Il est 8 h 30 ce 3 avril lorsqu’une centaine d’étudiants en cinquième année de médecine s’engouffrent dans un des amphithéâtres de la faculté de médecine de Rouen. À moins de trente minutes du début des examens cliniques objectifs et structurés (Ecos), le stress est palpable et les esprits s’échauffent dans l’assemblée. Compréhensible. Cette épreuve facultaire constitue 40 % de leur note pour l’obtention du certificat de compétence clinique (CCC), diplôme validant l’aptitude des étudiants à exercer la médecine et prescrire une fois arrivé à l’internat.
« Bienvenue à tous, je vais vous expliquer le déroulé de la journée, ne vous inquiétez pas, tout va bien se passer », tente de rassurer la Pr Isabelle Auquit-Auckbur. La chirurgienne plasticienne, en charge de l’organisation et du pilotage des épreuves, liste rapidement les règles. « Comme vous le savez, vous allez être évalués sur cinq mises en situations cliniques différentes. »
Connaissances, raisonnement et communication
Une fois les formalités rappelées, le tempo est donné : « Charlotte, tu suivras le parcours orange et tu commenceras en station 1, Bastien en station 2 », et ainsi de suite, énumère l’enseignante, telle une cheffe d’orchestre.
À peine les étudiants arrivés devant leur salle d’examen, un bruit sourd retentit. C’est la corne de brune qui annonce le début de l’épreuve. Marie, étudiante, entre dans la petite pièce dédiée à la médecine interne après avoir pris connaissance des consignes affichées sur la porte. Une patiente standardisée l’attend.
Le cas clinique présenté est relativement simple : la « patiente », Mme Martin, a été adressée par son médecin traitant pour initier une corticothérapie pour un diagnostic d’artérite à cellules géantes. Sans remettre en cause le diagnostic, l’apprentie interniste doit expliquer à sa patiente les principes du traitement et ses éventuelles complications. « La corticothérapie est un mot un peu barbare, désamorce l’étudiante.

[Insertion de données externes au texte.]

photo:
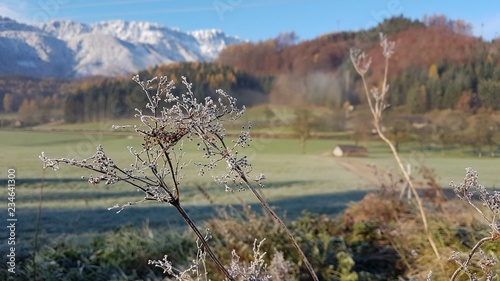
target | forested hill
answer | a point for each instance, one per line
(438, 64)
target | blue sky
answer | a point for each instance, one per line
(258, 19)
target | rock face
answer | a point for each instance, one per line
(68, 49)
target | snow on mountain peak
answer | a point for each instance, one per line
(69, 49)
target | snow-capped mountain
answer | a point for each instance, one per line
(68, 49)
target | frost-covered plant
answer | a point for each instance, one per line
(157, 166)
(377, 102)
(491, 203)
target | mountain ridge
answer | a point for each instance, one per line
(68, 49)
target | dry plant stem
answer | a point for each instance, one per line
(494, 237)
(268, 208)
(188, 220)
(376, 110)
(224, 152)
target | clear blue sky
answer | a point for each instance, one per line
(258, 19)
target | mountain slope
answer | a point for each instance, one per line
(67, 49)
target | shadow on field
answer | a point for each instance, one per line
(75, 221)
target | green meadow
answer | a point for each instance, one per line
(315, 181)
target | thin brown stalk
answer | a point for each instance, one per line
(202, 239)
(268, 208)
(376, 108)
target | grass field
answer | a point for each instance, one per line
(73, 209)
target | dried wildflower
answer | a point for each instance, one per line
(388, 47)
(360, 61)
(156, 169)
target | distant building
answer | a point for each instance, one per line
(350, 150)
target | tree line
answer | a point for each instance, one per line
(118, 98)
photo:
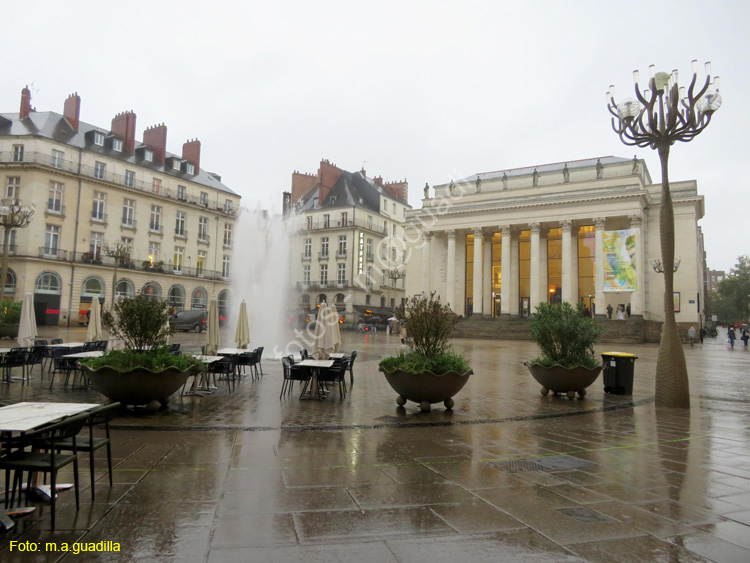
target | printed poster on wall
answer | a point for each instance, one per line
(619, 250)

Ce traitement est associé à de nombreux effets indésirables mais ne vous inquiétez pas, il y a des mesures à mettre en œuvre pour les éviter », rassure-t-elle, très à l’écoute. Passé huit minutes, l’épreuve est terminée. L’avertisseur sonore annonce la fin de la station et le début d’une autre. Les étudiants ont une minute pour changer de salle. Le temps est millimétré et la mécanique bien huilée.
Une longueur d’avance
Normal, la fac de Rouen n’en est pas à son coup d’essai et occupe même un rôle pionnier dans la mise en place de ce mode d’évaluation, inspiré directement des pays anglo-saxons. Les premiers Ecos ont été organisés par le département de médecine générale en 1995. Cette modalité d’évaluation a ensuite été implantée en 2008 pour remplacer l’oral du certificat de compétence clinique (CCC), anciennement certificat de synthèse clinique et thérapeutique (CSCT). « Cet oral se faisait à l’époque au lit du malade, dans des conditions tout sauf équitables », renseigne la Pr Auquit-Auckbur, à l’origine du changement.

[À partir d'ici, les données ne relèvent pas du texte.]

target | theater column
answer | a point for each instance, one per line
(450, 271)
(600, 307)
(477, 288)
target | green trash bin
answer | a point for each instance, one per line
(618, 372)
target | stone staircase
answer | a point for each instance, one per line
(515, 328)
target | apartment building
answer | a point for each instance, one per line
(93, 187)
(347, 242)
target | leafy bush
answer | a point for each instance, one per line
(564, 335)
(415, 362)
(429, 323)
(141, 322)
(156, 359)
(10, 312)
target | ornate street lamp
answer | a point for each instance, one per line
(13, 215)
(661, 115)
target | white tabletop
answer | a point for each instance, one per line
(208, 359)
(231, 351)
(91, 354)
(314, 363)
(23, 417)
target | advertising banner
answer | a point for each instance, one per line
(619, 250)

Depuis cette date, tous les étudiants dès la fin de leur premier cycle ont le droit aux Ecos. « On expérimente les Ecos dès la troisième année avec des stations en anglais et en communication. C’est sûr qu’on commence à être rodé », lâche Matthieu, étudiant en 5e année. Lorsque le principe d’une réforme de l’accès à l’internat – avec l’introduction d’Ecos validant et classants pour l’affectation des futurs internes – a été annoncé par Agnès Buzyn en 2018, Rouen a même servi de modèle.
Malgré cette longueur d’avance, l’organisation d’Ecos nationaux n’est pas de tout repos. Entre la formation des patients standardisés, le recrutement des examinateurs, la logistique… « On est bien préparé mais organiser cette épreuve à l’échelle nationale complexifie forcément les choses », confie le Pr Benoît Veber, doyen de la faculté de Rouen et président de la Conférence des doyens. D’autant plus avec la menace de grève des hospitalo-universitaires examinateurs.
Pour l’examen final qui aura lieu les 28 et 29 mai, dix stations sont prévues. À Rouen, plus de 100 personnes seront mobilisées. Pour éviter la triche, un amphithéâtre d’accueil et de sortie seront mis en place. Interdiction d’entrer avec son téléphone ou des dispositifs connectés. Mais le risque zéro n’existe pas, admet le Pr Veber. « Si un étudiant veut contourner la réglementation en utilisant des micros objets connectés, difficile de l’en empêcher. On a réfléchi à des brouilleurs mais c’est pour l’instant interdit », avertit-il. La vigilance sera donc de mise.